I like that you point out that we'd normally do trial and error, but that this might not work with AI. I think you could possibly make clearer where this fails in your story. You do point out how HLMI might become extremely widespread and how it might replace most human work. Right now it seems to me like you argue essentially that the problem is a large-scale accident that comes from a distribution shift. But this doesn't yet say why we couldn't e.g. just continue trial-and-error and correct the AI once we notice that something is going wrong. 

I think one would need to invoke something like instrumental convergence, goal preservation and AI being power-seeking, to argue that this isn't just an accident that could be prevented if we gave some more feedback in time. It is important for the argument that the AI is pursuing the wrong goals and thus wouldn't want to be stopped, etc.

Of course, one has to simplify the argument somehow in an introduction like this (and you do elaborate in the appendix), but maybe some argument about instrumental convergence should still be included in the main text.

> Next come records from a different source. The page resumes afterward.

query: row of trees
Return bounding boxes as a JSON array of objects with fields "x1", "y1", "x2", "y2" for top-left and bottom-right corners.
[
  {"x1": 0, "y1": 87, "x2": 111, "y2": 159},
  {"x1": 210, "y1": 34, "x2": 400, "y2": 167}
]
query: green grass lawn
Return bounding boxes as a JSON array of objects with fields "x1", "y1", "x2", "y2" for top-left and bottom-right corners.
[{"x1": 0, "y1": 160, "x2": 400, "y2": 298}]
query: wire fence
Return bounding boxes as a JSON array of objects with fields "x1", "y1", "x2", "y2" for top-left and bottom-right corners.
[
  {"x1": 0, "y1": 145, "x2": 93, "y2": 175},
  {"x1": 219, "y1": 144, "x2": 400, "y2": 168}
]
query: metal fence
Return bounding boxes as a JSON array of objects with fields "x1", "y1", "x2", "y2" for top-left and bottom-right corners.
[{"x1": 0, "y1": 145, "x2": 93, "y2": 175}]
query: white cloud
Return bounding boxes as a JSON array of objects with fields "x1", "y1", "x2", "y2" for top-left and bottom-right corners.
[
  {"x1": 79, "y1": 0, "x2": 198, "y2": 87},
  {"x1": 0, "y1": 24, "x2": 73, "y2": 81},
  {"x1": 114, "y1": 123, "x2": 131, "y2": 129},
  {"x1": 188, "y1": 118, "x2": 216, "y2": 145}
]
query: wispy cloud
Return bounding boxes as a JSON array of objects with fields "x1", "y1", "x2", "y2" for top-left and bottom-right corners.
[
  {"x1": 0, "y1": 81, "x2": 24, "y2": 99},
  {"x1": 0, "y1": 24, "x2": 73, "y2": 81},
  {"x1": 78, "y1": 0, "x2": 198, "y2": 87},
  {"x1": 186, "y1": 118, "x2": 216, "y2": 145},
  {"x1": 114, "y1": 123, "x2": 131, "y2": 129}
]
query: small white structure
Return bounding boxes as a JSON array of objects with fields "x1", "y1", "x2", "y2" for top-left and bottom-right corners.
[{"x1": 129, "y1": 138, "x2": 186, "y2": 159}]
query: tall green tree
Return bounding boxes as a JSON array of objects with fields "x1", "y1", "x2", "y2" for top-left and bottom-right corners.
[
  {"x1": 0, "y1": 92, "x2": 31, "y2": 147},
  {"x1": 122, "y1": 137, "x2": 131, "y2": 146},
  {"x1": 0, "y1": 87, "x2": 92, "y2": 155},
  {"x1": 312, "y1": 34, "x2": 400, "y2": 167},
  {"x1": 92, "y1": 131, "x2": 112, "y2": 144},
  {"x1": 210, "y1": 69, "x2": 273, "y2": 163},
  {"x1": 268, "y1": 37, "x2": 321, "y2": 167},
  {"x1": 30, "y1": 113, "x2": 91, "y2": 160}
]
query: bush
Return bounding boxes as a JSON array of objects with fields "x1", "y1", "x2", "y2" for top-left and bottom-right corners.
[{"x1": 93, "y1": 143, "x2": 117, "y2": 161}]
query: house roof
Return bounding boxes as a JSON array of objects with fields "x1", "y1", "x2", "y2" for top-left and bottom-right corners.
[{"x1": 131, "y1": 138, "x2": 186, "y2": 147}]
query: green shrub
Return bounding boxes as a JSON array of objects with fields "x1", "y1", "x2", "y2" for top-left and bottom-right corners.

Yes, after reflection I think this is correct. I think I had in mind a situation where with deployment, the training of the AI system simply stops, but of course, this need not be the case. So if training continues, then one either needs to argue stronger reasons why the distribution shift leads to a catastrophe (e.g., along the lines you argue) or make the case that the training signal couldn't keep up with the fast pace of the development. The latter would be an outer alignment failure, which I tried to avoid talking about in the text.